Thoughts Shared with a Suffering Friend
It's been a horrific day for me.
Not because of any great calamity, personal challenge, or even heartache; but just because sometimes the work here within the bowels of the prison just saps my soul and dampens my heart.
And so it was for me today, so much so that, after working on sordid inmate criminal histories since 5:30 AM this morning, I finally just couldn't look at one more basefile, and leaned back in my office chair to take a short break of sorts.
Thoughts of you came immediately to my mind, perhaps because I had been so involved with the sad histories of the inmates on my case load and my mind sort of segued to you and your despair about your own spiritual and other challenges.
Shaking off those thoughts as not particularly helpful, I then fished through my office desk drawer to find something else to distract me from my fatigue and burnout.
I found an April, 2005 issue of the "New Era" ( a magazine for youth published by The Church of Jesus Christ of Latter-day Saints) in the drawer, which I thought might be just the ticket to help me refocus and rebuild from my lethargy.
The first article by President Boyd K. Packer, however, brought my thoughts directly back to you as each line seemed to speak to me about the angst and despair you previously and so plaintively had expressed to me.
He pointed out that "there are times you cannot mend that which you have broken" and "Perhaps the damage was so severe that you cannot fix it no matter how desperately you want to...you are trapped.", and "It is easy to understand how hopeless and helpless you then feel and why you might want to give up...".
I've been there, unfortunately many times more than once in my own life; more so than you have, I suspect.
Anyway, Brother Packer then went on to promise that, "Restoring what you cannot restore, healing the wound you cannot heal, fixing that which you broke and you cannot fix is the very purpose of the Atonement of Christ.".
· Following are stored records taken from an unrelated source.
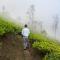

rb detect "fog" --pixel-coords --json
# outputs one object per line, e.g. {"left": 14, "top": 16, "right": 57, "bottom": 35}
{"left": 0, "top": 0, "right": 60, "bottom": 40}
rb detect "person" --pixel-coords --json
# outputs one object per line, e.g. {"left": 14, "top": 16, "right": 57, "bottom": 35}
{"left": 22, "top": 24, "right": 30, "bottom": 50}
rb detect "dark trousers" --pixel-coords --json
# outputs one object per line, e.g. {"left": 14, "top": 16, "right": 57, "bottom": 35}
{"left": 23, "top": 36, "right": 29, "bottom": 49}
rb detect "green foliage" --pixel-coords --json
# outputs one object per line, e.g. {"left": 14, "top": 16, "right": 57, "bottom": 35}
{"left": 29, "top": 33, "right": 60, "bottom": 60}
{"left": 0, "top": 16, "right": 21, "bottom": 36}
{"left": 44, "top": 52, "right": 60, "bottom": 60}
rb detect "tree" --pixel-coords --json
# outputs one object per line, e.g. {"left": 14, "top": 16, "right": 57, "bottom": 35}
{"left": 53, "top": 15, "right": 59, "bottom": 38}
{"left": 27, "top": 5, "right": 35, "bottom": 32}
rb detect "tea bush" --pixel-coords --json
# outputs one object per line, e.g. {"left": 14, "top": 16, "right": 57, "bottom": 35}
{"left": 29, "top": 33, "right": 60, "bottom": 59}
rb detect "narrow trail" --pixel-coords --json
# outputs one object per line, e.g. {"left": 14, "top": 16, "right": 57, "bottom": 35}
{"left": 0, "top": 35, "right": 40, "bottom": 60}
{"left": 24, "top": 50, "right": 33, "bottom": 60}
{"left": 24, "top": 49, "right": 41, "bottom": 60}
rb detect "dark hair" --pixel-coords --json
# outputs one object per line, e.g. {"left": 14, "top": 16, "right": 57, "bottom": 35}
{"left": 24, "top": 24, "right": 27, "bottom": 27}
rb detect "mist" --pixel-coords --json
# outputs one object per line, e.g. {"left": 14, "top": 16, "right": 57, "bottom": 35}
{"left": 0, "top": 0, "right": 60, "bottom": 40}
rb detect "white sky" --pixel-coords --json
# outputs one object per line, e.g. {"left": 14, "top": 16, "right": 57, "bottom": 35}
{"left": 0, "top": 0, "right": 60, "bottom": 40}
{"left": 0, "top": 0, "right": 60, "bottom": 19}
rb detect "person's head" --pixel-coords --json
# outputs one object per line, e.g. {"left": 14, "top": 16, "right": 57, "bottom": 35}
{"left": 24, "top": 24, "right": 28, "bottom": 28}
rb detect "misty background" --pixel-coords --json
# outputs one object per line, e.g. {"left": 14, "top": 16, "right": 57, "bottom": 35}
{"left": 0, "top": 0, "right": 60, "bottom": 40}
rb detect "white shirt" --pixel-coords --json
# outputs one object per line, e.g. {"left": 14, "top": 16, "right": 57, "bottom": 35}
{"left": 22, "top": 28, "right": 30, "bottom": 37}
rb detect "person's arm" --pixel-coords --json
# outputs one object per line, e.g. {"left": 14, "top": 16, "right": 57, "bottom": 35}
{"left": 28, "top": 29, "right": 30, "bottom": 35}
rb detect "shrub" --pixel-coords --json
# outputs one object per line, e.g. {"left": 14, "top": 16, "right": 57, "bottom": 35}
{"left": 29, "top": 33, "right": 60, "bottom": 60}
{"left": 0, "top": 16, "right": 22, "bottom": 36}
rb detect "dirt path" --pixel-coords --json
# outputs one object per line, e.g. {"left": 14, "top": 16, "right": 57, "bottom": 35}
{"left": 23, "top": 49, "right": 41, "bottom": 60}
{"left": 0, "top": 35, "right": 24, "bottom": 60}
{"left": 24, "top": 50, "right": 33, "bottom": 60}
{"left": 0, "top": 35, "right": 40, "bottom": 60}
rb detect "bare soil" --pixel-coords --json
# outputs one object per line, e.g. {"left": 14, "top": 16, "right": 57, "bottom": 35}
{"left": 0, "top": 34, "right": 41, "bottom": 60}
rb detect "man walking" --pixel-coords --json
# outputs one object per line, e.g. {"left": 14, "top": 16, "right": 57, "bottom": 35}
{"left": 22, "top": 24, "right": 30, "bottom": 50}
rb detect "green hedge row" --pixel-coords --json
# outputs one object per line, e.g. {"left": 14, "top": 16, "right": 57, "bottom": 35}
{"left": 0, "top": 16, "right": 22, "bottom": 36}
{"left": 29, "top": 33, "right": 60, "bottom": 60}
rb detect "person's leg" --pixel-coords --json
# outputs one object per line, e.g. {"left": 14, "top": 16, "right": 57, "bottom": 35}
{"left": 23, "top": 37, "right": 27, "bottom": 49}
{"left": 25, "top": 38, "right": 30, "bottom": 49}
{"left": 23, "top": 37, "right": 30, "bottom": 50}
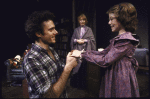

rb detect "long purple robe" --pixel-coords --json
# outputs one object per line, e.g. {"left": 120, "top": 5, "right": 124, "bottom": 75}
{"left": 70, "top": 25, "right": 96, "bottom": 89}
{"left": 81, "top": 32, "right": 140, "bottom": 98}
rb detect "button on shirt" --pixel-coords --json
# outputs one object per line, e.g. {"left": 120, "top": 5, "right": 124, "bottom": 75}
{"left": 23, "top": 43, "right": 67, "bottom": 98}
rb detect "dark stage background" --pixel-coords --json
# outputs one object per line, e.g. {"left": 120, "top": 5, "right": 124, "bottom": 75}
{"left": 2, "top": 0, "right": 148, "bottom": 80}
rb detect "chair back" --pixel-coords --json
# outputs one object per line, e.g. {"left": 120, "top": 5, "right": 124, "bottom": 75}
{"left": 133, "top": 48, "right": 149, "bottom": 66}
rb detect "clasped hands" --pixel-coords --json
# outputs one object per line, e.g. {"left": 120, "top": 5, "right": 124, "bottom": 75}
{"left": 77, "top": 39, "right": 87, "bottom": 44}
{"left": 66, "top": 50, "right": 84, "bottom": 69}
{"left": 71, "top": 50, "right": 83, "bottom": 58}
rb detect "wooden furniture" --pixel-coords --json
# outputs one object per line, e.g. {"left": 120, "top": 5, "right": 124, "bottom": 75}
{"left": 133, "top": 48, "right": 149, "bottom": 67}
{"left": 22, "top": 79, "right": 29, "bottom": 98}
{"left": 86, "top": 62, "right": 102, "bottom": 97}
{"left": 4, "top": 59, "right": 25, "bottom": 86}
{"left": 133, "top": 48, "right": 149, "bottom": 75}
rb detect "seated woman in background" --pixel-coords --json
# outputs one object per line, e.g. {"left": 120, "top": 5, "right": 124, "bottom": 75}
{"left": 71, "top": 2, "right": 140, "bottom": 98}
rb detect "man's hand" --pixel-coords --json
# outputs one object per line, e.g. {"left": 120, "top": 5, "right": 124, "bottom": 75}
{"left": 77, "top": 39, "right": 84, "bottom": 44}
{"left": 49, "top": 52, "right": 78, "bottom": 98}
{"left": 65, "top": 52, "right": 78, "bottom": 71}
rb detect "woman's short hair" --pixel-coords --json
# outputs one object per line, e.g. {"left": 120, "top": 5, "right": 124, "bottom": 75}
{"left": 106, "top": 2, "right": 138, "bottom": 33}
{"left": 78, "top": 14, "right": 88, "bottom": 24}
{"left": 25, "top": 10, "right": 55, "bottom": 41}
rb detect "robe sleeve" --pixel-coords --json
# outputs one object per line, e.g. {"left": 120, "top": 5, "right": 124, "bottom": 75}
{"left": 82, "top": 39, "right": 133, "bottom": 68}
{"left": 85, "top": 28, "right": 96, "bottom": 51}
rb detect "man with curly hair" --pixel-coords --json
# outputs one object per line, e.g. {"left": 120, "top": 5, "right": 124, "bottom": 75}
{"left": 23, "top": 10, "right": 77, "bottom": 98}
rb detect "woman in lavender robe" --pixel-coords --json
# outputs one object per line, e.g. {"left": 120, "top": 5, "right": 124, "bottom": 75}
{"left": 70, "top": 14, "right": 96, "bottom": 89}
{"left": 71, "top": 2, "right": 140, "bottom": 98}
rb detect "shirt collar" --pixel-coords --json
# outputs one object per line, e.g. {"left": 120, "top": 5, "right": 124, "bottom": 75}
{"left": 31, "top": 43, "right": 48, "bottom": 53}
{"left": 80, "top": 25, "right": 86, "bottom": 28}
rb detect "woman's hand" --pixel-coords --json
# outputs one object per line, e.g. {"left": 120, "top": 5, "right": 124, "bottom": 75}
{"left": 77, "top": 39, "right": 84, "bottom": 44}
{"left": 71, "top": 50, "right": 82, "bottom": 58}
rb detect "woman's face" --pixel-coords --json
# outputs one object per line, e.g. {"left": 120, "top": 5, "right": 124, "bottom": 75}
{"left": 108, "top": 13, "right": 122, "bottom": 32}
{"left": 79, "top": 17, "right": 86, "bottom": 26}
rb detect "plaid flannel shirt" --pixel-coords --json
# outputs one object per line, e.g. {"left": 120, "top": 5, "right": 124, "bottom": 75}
{"left": 23, "top": 43, "right": 67, "bottom": 98}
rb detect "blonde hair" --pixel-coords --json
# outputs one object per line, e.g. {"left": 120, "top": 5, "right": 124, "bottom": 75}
{"left": 78, "top": 14, "right": 88, "bottom": 24}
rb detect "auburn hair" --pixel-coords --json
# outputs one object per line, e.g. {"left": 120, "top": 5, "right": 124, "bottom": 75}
{"left": 106, "top": 2, "right": 138, "bottom": 33}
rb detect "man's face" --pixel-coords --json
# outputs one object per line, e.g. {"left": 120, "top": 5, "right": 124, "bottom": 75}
{"left": 40, "top": 20, "right": 58, "bottom": 44}
{"left": 79, "top": 17, "right": 86, "bottom": 26}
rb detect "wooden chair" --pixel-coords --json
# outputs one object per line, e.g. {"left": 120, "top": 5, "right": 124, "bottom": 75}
{"left": 22, "top": 79, "right": 29, "bottom": 98}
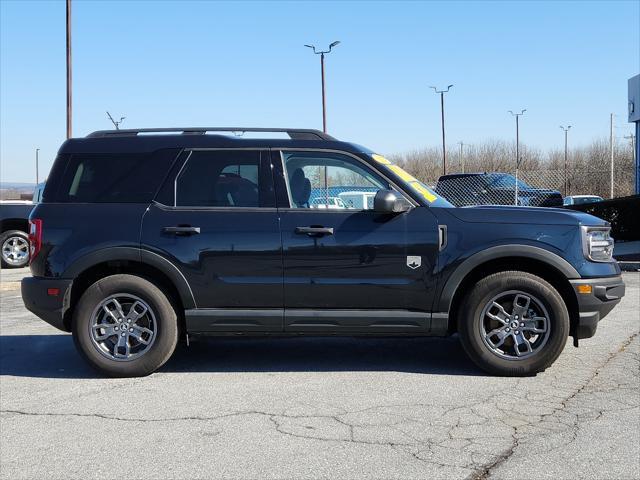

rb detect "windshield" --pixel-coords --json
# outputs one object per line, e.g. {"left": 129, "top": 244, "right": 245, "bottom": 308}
{"left": 369, "top": 154, "right": 454, "bottom": 208}
{"left": 486, "top": 173, "right": 530, "bottom": 189}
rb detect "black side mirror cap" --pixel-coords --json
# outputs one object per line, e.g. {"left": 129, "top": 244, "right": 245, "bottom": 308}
{"left": 373, "top": 190, "right": 410, "bottom": 213}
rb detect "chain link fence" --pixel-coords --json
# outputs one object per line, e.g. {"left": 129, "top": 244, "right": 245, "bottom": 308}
{"left": 432, "top": 170, "right": 617, "bottom": 208}
{"left": 305, "top": 171, "right": 625, "bottom": 209}
{"left": 391, "top": 138, "right": 636, "bottom": 208}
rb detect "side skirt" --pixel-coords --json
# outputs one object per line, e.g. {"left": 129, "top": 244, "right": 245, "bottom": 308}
{"left": 185, "top": 308, "right": 450, "bottom": 336}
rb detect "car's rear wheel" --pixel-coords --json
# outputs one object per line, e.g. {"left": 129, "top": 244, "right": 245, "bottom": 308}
{"left": 0, "top": 230, "right": 30, "bottom": 268}
{"left": 72, "top": 274, "right": 178, "bottom": 377}
{"left": 458, "top": 271, "right": 569, "bottom": 376}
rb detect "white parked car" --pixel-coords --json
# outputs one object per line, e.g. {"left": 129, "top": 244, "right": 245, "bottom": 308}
{"left": 563, "top": 195, "right": 604, "bottom": 206}
{"left": 338, "top": 191, "right": 377, "bottom": 209}
{"left": 310, "top": 196, "right": 346, "bottom": 209}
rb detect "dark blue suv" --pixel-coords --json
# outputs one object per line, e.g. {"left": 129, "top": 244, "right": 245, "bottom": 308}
{"left": 21, "top": 128, "right": 625, "bottom": 377}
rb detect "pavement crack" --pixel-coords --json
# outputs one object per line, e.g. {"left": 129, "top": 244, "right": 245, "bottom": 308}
{"left": 468, "top": 330, "right": 640, "bottom": 480}
{"left": 0, "top": 409, "right": 271, "bottom": 423}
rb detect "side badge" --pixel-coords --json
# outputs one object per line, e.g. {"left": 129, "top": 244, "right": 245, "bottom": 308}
{"left": 407, "top": 256, "right": 421, "bottom": 269}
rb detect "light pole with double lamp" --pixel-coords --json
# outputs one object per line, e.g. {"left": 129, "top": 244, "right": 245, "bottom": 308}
{"left": 305, "top": 41, "right": 340, "bottom": 134}
{"left": 430, "top": 85, "right": 454, "bottom": 175}
{"left": 305, "top": 41, "right": 340, "bottom": 206}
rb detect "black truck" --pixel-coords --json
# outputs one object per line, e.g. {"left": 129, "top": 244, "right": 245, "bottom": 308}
{"left": 0, "top": 201, "right": 33, "bottom": 268}
{"left": 21, "top": 128, "right": 625, "bottom": 377}
{"left": 435, "top": 172, "right": 564, "bottom": 207}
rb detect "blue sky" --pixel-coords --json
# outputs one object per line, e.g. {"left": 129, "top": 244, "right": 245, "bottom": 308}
{"left": 1, "top": 0, "right": 638, "bottom": 183}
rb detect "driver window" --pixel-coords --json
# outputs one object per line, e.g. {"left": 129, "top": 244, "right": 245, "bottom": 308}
{"left": 282, "top": 152, "right": 388, "bottom": 210}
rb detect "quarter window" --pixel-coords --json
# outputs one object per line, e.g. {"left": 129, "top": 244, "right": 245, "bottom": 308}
{"left": 56, "top": 151, "right": 177, "bottom": 203}
{"left": 175, "top": 150, "right": 261, "bottom": 207}
{"left": 282, "top": 152, "right": 388, "bottom": 210}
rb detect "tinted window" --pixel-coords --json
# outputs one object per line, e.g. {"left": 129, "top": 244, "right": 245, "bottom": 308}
{"left": 175, "top": 150, "right": 261, "bottom": 207}
{"left": 55, "top": 150, "right": 178, "bottom": 203}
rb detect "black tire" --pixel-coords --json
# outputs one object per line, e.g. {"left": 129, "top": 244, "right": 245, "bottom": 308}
{"left": 458, "top": 271, "right": 569, "bottom": 376}
{"left": 0, "top": 230, "right": 30, "bottom": 268}
{"left": 72, "top": 274, "right": 179, "bottom": 377}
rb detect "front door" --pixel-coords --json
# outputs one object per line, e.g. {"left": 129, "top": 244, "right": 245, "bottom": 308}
{"left": 141, "top": 149, "right": 283, "bottom": 332}
{"left": 273, "top": 149, "right": 440, "bottom": 333}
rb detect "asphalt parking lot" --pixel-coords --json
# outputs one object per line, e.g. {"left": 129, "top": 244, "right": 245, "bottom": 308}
{"left": 1, "top": 267, "right": 638, "bottom": 480}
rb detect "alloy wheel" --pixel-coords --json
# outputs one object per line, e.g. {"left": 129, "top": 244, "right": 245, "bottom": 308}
{"left": 89, "top": 294, "right": 157, "bottom": 361}
{"left": 480, "top": 290, "right": 550, "bottom": 360}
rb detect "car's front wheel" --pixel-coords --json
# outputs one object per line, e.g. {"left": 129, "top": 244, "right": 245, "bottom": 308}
{"left": 458, "top": 271, "right": 569, "bottom": 376}
{"left": 72, "top": 274, "right": 179, "bottom": 377}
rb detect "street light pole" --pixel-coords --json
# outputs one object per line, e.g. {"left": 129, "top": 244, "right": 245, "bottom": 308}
{"left": 560, "top": 125, "right": 571, "bottom": 196}
{"left": 430, "top": 85, "right": 453, "bottom": 175}
{"left": 457, "top": 141, "right": 465, "bottom": 173}
{"left": 509, "top": 109, "right": 526, "bottom": 205}
{"left": 624, "top": 134, "right": 636, "bottom": 164}
{"left": 66, "top": 0, "right": 72, "bottom": 139}
{"left": 35, "top": 148, "right": 40, "bottom": 185}
{"left": 610, "top": 113, "right": 615, "bottom": 198}
{"left": 305, "top": 41, "right": 340, "bottom": 134}
{"left": 305, "top": 41, "right": 340, "bottom": 207}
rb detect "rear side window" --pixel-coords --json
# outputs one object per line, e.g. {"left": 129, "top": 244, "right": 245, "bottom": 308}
{"left": 55, "top": 150, "right": 178, "bottom": 203}
{"left": 175, "top": 150, "right": 264, "bottom": 207}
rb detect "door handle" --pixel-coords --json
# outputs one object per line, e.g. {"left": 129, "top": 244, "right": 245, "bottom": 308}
{"left": 163, "top": 226, "right": 201, "bottom": 235}
{"left": 295, "top": 226, "right": 334, "bottom": 236}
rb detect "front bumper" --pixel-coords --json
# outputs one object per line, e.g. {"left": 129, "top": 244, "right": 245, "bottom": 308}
{"left": 569, "top": 275, "right": 625, "bottom": 339}
{"left": 21, "top": 276, "right": 73, "bottom": 332}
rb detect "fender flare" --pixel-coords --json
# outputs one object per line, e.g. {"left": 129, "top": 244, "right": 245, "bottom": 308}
{"left": 64, "top": 246, "right": 196, "bottom": 309}
{"left": 436, "top": 244, "right": 580, "bottom": 313}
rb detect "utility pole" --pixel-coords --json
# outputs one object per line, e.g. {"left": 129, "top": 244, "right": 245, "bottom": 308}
{"left": 610, "top": 113, "right": 615, "bottom": 198}
{"left": 509, "top": 109, "right": 526, "bottom": 205}
{"left": 624, "top": 134, "right": 636, "bottom": 164}
{"left": 106, "top": 111, "right": 126, "bottom": 130}
{"left": 560, "top": 125, "right": 571, "bottom": 196}
{"left": 66, "top": 0, "right": 72, "bottom": 139}
{"left": 430, "top": 85, "right": 454, "bottom": 175}
{"left": 457, "top": 141, "right": 465, "bottom": 173}
{"left": 305, "top": 41, "right": 340, "bottom": 133}
{"left": 35, "top": 148, "right": 40, "bottom": 185}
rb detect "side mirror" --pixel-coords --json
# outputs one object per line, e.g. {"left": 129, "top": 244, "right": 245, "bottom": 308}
{"left": 373, "top": 190, "right": 410, "bottom": 213}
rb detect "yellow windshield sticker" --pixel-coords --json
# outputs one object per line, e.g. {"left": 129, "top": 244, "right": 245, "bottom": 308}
{"left": 387, "top": 164, "right": 418, "bottom": 183}
{"left": 409, "top": 181, "right": 438, "bottom": 203}
{"left": 371, "top": 153, "right": 391, "bottom": 165}
{"left": 370, "top": 154, "right": 438, "bottom": 204}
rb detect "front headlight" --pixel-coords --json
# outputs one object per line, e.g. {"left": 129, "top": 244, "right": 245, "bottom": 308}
{"left": 581, "top": 226, "right": 614, "bottom": 262}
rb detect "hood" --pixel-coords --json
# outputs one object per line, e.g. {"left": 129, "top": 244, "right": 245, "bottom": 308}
{"left": 447, "top": 205, "right": 607, "bottom": 226}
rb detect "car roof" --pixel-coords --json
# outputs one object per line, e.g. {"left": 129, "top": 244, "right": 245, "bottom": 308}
{"left": 438, "top": 172, "right": 503, "bottom": 179}
{"left": 567, "top": 195, "right": 602, "bottom": 198}
{"left": 58, "top": 128, "right": 369, "bottom": 155}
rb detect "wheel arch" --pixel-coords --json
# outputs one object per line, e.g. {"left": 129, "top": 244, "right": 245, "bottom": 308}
{"left": 62, "top": 248, "right": 195, "bottom": 331}
{"left": 0, "top": 218, "right": 29, "bottom": 234}
{"left": 440, "top": 246, "right": 580, "bottom": 335}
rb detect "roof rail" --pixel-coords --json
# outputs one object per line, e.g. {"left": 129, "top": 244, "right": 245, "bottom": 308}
{"left": 86, "top": 127, "right": 336, "bottom": 141}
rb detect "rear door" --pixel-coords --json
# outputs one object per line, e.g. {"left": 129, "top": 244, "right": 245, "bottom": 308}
{"left": 141, "top": 148, "right": 283, "bottom": 333}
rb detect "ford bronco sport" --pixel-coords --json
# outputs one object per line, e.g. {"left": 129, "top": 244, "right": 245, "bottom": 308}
{"left": 21, "top": 128, "right": 625, "bottom": 377}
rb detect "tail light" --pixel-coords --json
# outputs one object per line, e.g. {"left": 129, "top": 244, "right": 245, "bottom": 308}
{"left": 28, "top": 219, "right": 42, "bottom": 263}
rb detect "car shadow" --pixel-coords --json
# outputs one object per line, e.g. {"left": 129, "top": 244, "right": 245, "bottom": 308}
{"left": 0, "top": 334, "right": 484, "bottom": 379}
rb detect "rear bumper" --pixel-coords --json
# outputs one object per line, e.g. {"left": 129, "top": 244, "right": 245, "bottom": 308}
{"left": 21, "top": 276, "right": 73, "bottom": 332}
{"left": 569, "top": 275, "right": 625, "bottom": 339}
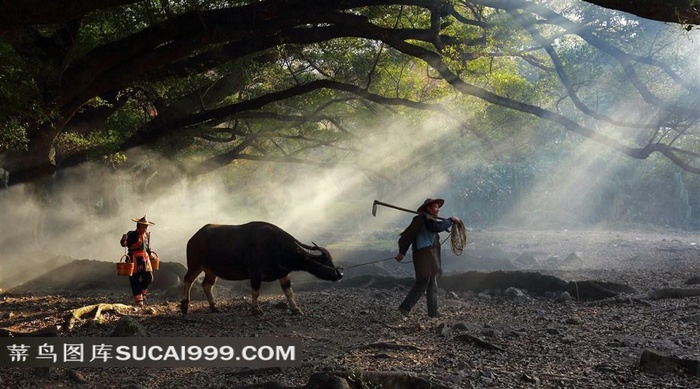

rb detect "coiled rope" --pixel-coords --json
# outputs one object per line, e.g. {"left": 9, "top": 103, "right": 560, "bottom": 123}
{"left": 449, "top": 219, "right": 468, "bottom": 255}
{"left": 345, "top": 219, "right": 468, "bottom": 270}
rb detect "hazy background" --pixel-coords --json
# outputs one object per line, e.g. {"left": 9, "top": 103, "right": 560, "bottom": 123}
{"left": 2, "top": 108, "right": 698, "bottom": 291}
{"left": 0, "top": 115, "right": 455, "bottom": 289}
{"left": 2, "top": 18, "right": 699, "bottom": 291}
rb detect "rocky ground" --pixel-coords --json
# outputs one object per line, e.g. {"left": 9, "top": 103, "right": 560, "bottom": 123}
{"left": 1, "top": 227, "right": 699, "bottom": 388}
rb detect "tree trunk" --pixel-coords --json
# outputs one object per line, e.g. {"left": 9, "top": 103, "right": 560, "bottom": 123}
{"left": 6, "top": 124, "right": 59, "bottom": 186}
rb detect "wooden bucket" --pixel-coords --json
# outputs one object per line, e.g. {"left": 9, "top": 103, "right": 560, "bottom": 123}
{"left": 150, "top": 251, "right": 160, "bottom": 270}
{"left": 116, "top": 255, "right": 134, "bottom": 276}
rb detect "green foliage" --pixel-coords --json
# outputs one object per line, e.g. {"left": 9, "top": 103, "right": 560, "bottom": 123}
{"left": 0, "top": 119, "right": 29, "bottom": 152}
{"left": 55, "top": 129, "right": 124, "bottom": 158}
{"left": 488, "top": 65, "right": 531, "bottom": 99}
{"left": 449, "top": 151, "right": 699, "bottom": 230}
{"left": 102, "top": 152, "right": 128, "bottom": 168}
{"left": 0, "top": 0, "right": 697, "bottom": 199}
{"left": 0, "top": 44, "right": 47, "bottom": 151}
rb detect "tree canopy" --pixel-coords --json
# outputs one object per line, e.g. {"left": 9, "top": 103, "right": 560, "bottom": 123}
{"left": 0, "top": 0, "right": 698, "bottom": 188}
{"left": 584, "top": 0, "right": 700, "bottom": 26}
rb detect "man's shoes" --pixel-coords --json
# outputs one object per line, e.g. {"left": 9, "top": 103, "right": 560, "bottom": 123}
{"left": 398, "top": 307, "right": 410, "bottom": 317}
{"left": 428, "top": 312, "right": 442, "bottom": 318}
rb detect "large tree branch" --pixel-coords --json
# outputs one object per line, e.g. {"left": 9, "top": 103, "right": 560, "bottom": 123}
{"left": 56, "top": 79, "right": 467, "bottom": 174}
{"left": 355, "top": 15, "right": 699, "bottom": 172}
{"left": 3, "top": 0, "right": 699, "bottom": 187}
{"left": 582, "top": 0, "right": 700, "bottom": 26}
{"left": 57, "top": 2, "right": 700, "bottom": 176}
{"left": 58, "top": 3, "right": 440, "bottom": 115}
{"left": 121, "top": 79, "right": 447, "bottom": 149}
{"left": 507, "top": 8, "right": 652, "bottom": 129}
{"left": 3, "top": 0, "right": 696, "bottom": 31}
{"left": 476, "top": 1, "right": 699, "bottom": 96}
{"left": 0, "top": 0, "right": 140, "bottom": 36}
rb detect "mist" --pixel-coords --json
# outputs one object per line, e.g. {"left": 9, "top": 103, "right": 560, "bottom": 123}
{"left": 2, "top": 111, "right": 698, "bottom": 292}
{"left": 2, "top": 23, "right": 699, "bottom": 291}
{"left": 0, "top": 114, "right": 460, "bottom": 290}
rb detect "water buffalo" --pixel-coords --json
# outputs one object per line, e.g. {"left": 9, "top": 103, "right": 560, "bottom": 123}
{"left": 180, "top": 222, "right": 343, "bottom": 315}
He went on to reassure us that, "I repeat...there is no habit, no addiction, no transgression, no apostasy, no crime exempted from the promise of complete forgiveness. That is the promise of the Atonement of Christ.".
He then told the story of the immigrant lady who skimped and deprived herself for passage to America with her fellow Latter-day Saints, until she finally had enough for steerage class accomodations, but had very little money left over for anything else, including meals. When others went up above deck for their meals, she stayed below deck, trying to survive as best she could with little or no nourishment (unbeknownst to her fellow travelers). Finally, on the last day of the voyage and almost dead from starvation, she finally came up above deck to ask for just a morsel of food, only to find that the price of meals was included in her ticket all along.
I think all of us sell the Savior short, not understanding that forgiveness already is included in the price of the ticket He has purchased for us, just like that lady and her meals.
President Packer says that "discouragement is part of the test", but we should never give up. He promises all of us that "That brilliant morning will come.".
In "Gospel Doctrine" by President Joseph F. Smith, he also reminds us that "Jesus had not finished his work when his body was slain, neither did he finish it after his resurrection from the dead....And when will he? Not until he has redeemed and saved every son and daughter of our father Adam that ever have been or ever will be born upon this earth until the end of time...".
And so it is, with all my own multitude of flaws, I continue to find strength, comfort, and joy from the Atonement of Christ, knowing that His mercy is infinite, more so than I ever can hope to comprehend in the here and now.